In het dagblad Yedioth Ahronoth schreven Ronen Bergman and Yoav Zitun, twee Israëlische journalisten met connecties in het Militaire en inlichtingen-establishment, dat het militaire opperbevel op 7 oktober ’s middags alle eenheden het bevel gaf “ten allen prijze” te beletten dat Israëlische burgers gevangen werden, zelfs door er op te schieten.
Bergman en Zitun schreven ook dat “een zeventigtal voertuigen” van Palestijnse strijders die terug naar Gaza reden opgeblazen werden door Israëli helikopters, drones of tanks.

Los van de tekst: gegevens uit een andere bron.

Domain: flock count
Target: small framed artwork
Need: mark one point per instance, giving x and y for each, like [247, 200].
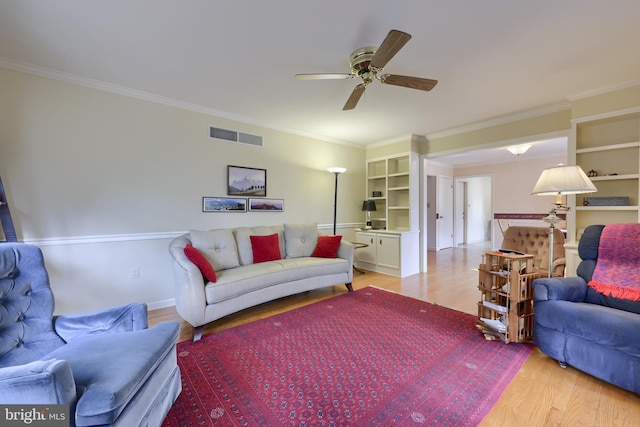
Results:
[266, 205]
[224, 204]
[250, 182]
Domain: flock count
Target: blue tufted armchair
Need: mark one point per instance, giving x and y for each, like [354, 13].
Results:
[108, 366]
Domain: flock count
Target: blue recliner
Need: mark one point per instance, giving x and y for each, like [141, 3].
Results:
[108, 366]
[595, 332]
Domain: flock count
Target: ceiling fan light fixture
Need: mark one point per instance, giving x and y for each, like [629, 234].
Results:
[517, 150]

Veel van die voertuigen bevatten ook Israëlische gevangenen. “Zeker in sommige gevallen werden alle inzittenden gedood.”
– Het geval van de Erez-crossing, de grensovergang. Erez is de officiële en voor velen de enige doorgang van Israël naar Gaza en omgekeerd. De “Erez-crossing” is een bolwerk van draad, beton en elektronica, met de militaire hoofdkwartieren, inlichtingencentra en wat men zich maar indenken kan, die van hieruit de Gaza Strook permanent onder controle houden. De ochtend van die 7de oktober werd dit alles door de uitbrekende Hamas-strijders onder de voet gelopen. De bevelvoerende officier in de bunker, brigadegeneraal Avi Rosenfeld, had even tijd nodig om in te zien dat dit een overmacht was waartegen hij met de middelen die hij had niet opgewassen was. Maar als de Hamas zijn vesting in zou nemen, zou dat strategische gevolgen kunnen hebben, een catastrofe voor de hele IDF. Daarom telefoneerde hij de Kirya in Tel Aviv, het centrale militaire commando, met het verzoek dat de luchtmacht zijn positie in Erez crossing kwam bombarderen. En dus ook hemzelf en zijn collega’s in de bunker. Zo geschiedde.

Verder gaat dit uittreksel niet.